Prosecutors urged jurors to hold Gonzalez accountable, with special prosecutor Bill Turner saying: 'We're expected to act differently when talking about a child that can't defend themselves.
'If you have a duty to act, you can´t stand by while a child is in imminent danger.'
'We cannot continue to let children die in vain,' District Attorney Christina Mitchell then argued.
Meanwhile, defense attorney Nico LaHood urged jurors to reject what he described as an effort to single out one officer for systemic failures.
'Send a message to the government that it wasn't right to choose to concentrate on Adrian Gonzalez,' he said. 'You can't pick and choose.'
During the trial, jurors heard a medical examiner describe the fatal wounds to the children, some of whom were shot more than a dozen times.
Several parents also told of sending their children to school for an awards ceremony and the panic that ensued as the attack unfolded.
Gonzales´ lawyers said he arrived upon a chaotic scene of rifle shots echoing on school grounds and never saw the gunman before the attacker went inside the school.

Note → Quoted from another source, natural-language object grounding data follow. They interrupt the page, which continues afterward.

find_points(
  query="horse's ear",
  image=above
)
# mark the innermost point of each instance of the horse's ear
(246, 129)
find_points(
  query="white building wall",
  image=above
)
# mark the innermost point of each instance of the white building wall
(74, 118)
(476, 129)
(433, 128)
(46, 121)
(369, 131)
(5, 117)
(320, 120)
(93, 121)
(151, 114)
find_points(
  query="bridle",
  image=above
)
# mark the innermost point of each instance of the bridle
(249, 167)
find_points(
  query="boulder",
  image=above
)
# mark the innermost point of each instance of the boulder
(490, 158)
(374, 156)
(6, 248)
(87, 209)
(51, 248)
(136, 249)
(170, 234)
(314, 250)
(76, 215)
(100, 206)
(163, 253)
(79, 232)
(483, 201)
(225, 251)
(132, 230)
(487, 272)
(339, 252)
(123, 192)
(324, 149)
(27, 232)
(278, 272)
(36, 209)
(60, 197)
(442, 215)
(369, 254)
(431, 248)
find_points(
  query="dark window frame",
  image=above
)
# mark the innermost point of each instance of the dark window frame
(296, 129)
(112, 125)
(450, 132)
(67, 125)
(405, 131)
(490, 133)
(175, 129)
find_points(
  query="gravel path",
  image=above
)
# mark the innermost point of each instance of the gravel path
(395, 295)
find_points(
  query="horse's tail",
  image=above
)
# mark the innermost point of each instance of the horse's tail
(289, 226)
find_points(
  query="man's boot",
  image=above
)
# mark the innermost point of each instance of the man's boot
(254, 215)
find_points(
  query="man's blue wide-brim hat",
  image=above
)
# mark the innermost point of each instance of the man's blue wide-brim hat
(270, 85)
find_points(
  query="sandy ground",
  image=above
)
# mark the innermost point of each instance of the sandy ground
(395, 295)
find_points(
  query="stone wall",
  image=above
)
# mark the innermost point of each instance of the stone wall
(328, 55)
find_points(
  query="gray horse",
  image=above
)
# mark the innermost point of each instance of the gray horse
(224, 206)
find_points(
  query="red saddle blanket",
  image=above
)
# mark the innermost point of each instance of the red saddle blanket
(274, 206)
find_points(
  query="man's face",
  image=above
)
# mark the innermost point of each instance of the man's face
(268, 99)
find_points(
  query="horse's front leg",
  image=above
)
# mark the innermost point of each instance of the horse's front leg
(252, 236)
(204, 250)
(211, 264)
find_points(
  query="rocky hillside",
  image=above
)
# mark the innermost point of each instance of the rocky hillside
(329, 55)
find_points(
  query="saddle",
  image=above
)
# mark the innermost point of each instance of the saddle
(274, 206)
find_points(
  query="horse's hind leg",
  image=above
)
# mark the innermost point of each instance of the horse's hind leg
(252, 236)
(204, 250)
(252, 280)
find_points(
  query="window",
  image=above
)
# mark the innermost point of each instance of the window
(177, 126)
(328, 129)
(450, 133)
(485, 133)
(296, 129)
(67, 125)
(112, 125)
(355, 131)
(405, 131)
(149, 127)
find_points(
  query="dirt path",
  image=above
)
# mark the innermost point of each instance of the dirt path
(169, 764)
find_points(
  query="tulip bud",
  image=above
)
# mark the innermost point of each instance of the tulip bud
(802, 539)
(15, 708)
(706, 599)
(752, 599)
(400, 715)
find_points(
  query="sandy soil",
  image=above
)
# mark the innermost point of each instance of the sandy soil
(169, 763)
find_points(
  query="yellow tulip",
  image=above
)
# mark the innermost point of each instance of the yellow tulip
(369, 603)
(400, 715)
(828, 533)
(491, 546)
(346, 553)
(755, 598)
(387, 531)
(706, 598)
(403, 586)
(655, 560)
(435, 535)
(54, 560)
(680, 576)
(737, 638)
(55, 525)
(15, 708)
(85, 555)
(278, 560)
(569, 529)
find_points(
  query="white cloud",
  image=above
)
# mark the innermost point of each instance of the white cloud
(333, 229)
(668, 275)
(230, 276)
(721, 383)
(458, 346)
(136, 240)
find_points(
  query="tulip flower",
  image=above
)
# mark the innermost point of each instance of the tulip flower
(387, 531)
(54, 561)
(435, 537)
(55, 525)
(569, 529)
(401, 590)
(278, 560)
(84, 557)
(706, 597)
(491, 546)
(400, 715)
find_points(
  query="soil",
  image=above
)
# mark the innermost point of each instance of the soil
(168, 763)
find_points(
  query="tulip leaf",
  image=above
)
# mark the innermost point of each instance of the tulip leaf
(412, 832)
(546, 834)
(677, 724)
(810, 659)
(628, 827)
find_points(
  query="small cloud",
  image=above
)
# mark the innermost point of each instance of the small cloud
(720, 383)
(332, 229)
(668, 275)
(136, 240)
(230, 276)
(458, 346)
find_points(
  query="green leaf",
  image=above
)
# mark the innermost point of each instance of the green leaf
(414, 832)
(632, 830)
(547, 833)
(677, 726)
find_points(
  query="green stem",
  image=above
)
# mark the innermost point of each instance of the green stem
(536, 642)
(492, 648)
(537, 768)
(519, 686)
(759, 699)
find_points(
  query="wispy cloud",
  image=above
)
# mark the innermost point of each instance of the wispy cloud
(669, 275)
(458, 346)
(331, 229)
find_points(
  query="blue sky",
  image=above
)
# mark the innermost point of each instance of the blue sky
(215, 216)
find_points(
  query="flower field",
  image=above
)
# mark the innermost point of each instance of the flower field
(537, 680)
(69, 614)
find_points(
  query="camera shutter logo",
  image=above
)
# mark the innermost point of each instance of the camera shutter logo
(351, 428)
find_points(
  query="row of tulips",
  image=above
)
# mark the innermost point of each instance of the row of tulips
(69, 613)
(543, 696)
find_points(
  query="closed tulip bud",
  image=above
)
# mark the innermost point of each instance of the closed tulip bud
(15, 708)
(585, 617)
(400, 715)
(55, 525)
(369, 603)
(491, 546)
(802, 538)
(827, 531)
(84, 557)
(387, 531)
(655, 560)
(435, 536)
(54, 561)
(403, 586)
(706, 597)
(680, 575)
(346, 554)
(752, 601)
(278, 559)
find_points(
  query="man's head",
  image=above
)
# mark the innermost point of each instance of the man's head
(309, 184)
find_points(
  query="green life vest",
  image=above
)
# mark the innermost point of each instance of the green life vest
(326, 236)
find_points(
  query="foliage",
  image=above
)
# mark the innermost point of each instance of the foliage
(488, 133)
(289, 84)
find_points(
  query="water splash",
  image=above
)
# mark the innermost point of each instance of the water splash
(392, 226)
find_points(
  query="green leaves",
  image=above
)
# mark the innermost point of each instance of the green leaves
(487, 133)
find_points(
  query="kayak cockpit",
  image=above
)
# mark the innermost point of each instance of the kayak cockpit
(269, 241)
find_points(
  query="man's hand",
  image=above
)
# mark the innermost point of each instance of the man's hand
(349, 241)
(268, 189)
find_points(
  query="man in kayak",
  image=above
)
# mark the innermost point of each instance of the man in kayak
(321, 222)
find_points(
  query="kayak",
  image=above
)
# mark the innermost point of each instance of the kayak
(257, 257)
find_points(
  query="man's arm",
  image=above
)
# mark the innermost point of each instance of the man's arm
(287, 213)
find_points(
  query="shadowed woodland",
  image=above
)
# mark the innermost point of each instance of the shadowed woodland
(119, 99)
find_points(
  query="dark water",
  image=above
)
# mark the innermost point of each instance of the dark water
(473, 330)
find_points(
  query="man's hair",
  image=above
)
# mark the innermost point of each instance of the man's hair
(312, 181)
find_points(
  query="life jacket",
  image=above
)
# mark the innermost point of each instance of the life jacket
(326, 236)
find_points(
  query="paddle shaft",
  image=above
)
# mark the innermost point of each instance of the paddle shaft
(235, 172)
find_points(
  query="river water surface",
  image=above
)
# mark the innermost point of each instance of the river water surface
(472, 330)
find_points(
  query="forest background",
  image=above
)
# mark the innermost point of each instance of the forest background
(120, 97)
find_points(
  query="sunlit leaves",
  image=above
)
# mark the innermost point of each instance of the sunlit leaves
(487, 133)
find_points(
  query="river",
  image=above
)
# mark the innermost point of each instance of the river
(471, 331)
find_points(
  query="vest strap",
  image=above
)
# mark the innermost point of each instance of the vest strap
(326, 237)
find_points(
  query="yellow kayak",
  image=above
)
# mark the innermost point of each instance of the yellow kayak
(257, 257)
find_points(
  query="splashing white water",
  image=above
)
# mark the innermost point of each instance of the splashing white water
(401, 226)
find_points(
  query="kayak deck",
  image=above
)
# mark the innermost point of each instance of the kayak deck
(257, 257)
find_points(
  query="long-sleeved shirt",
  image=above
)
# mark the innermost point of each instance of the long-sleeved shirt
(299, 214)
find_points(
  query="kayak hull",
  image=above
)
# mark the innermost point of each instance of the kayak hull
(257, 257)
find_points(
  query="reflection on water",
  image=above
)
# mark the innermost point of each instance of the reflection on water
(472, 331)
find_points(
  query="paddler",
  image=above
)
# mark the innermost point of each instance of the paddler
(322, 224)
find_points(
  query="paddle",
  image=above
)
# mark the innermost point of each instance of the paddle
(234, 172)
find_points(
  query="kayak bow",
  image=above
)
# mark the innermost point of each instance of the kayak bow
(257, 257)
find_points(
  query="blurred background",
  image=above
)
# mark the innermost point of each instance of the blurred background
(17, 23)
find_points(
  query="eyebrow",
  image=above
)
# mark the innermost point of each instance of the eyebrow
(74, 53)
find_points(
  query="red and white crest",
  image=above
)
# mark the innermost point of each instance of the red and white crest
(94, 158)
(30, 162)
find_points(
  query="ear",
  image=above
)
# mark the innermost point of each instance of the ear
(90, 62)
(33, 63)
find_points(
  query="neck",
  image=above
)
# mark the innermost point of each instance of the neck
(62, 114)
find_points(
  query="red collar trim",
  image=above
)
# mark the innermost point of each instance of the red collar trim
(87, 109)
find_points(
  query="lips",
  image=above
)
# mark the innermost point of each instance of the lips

They also insisted that three other officers who arrived seconds later had a better chance to stop the gunman, arguing that there were just two minutes between Gonzalez arriving at the school and Ramos entering the fourth-grade classrooms where the victims were killed.
Defense attorneys even played body camera footage showing Gonzalez was among the first officers to enter a shadowy and smoke-filled hallway trying to reach the killer, according to KWTX.
Rather than acting cowardly, they argued, Gonzalez risked his life when he went into a 'hallway of death' others were unwilling to enter in the early moments.
Gonzales´ attorney, Jason Goss, told jurors before they began deliberating that a conviction would tell police they have to be 'perfect' when responding to a crisis and could make them even more hesitant in the future.
'The monster that hurt those kids is dead,' Goss said. 'It is one of the worst things that ever happened.'
The trial was moved hundreds of miles to Corpus Christi after defense attorneys argued that Gonzales could not receive a fair trial in Uvalde. Still, some victims´ families have made the long drive to watch the proceedings.
Early on the sister of one of the teachers killed was removed from the courtroom after an angry outburst following one officer´s testimony.
Gonzales´ trial was tightly focused on his actions in the early moments of the attack, but prosecutors also presented the graphic and emotional testimony as the result of police failures.
State and federal reviews of the shooting cited cascading problems in law enforcement training, communication, leadership and technology, and questioned why officers waited so long.
Former Uvalde Schools Police Chief Pete Arredondo, who was the onsite commander on the day of the shooting, is also charged with endangerment or abandonment of a child and has pleaded not guilty.
But his case has been delayed indefinitely by an ongoing federal suit filed after US border Patrol refused multiple efforts by Uvalde prosecutors to interview the agents who responded to the shooting - including two who were in the tactical unit responsible for killing the gunman.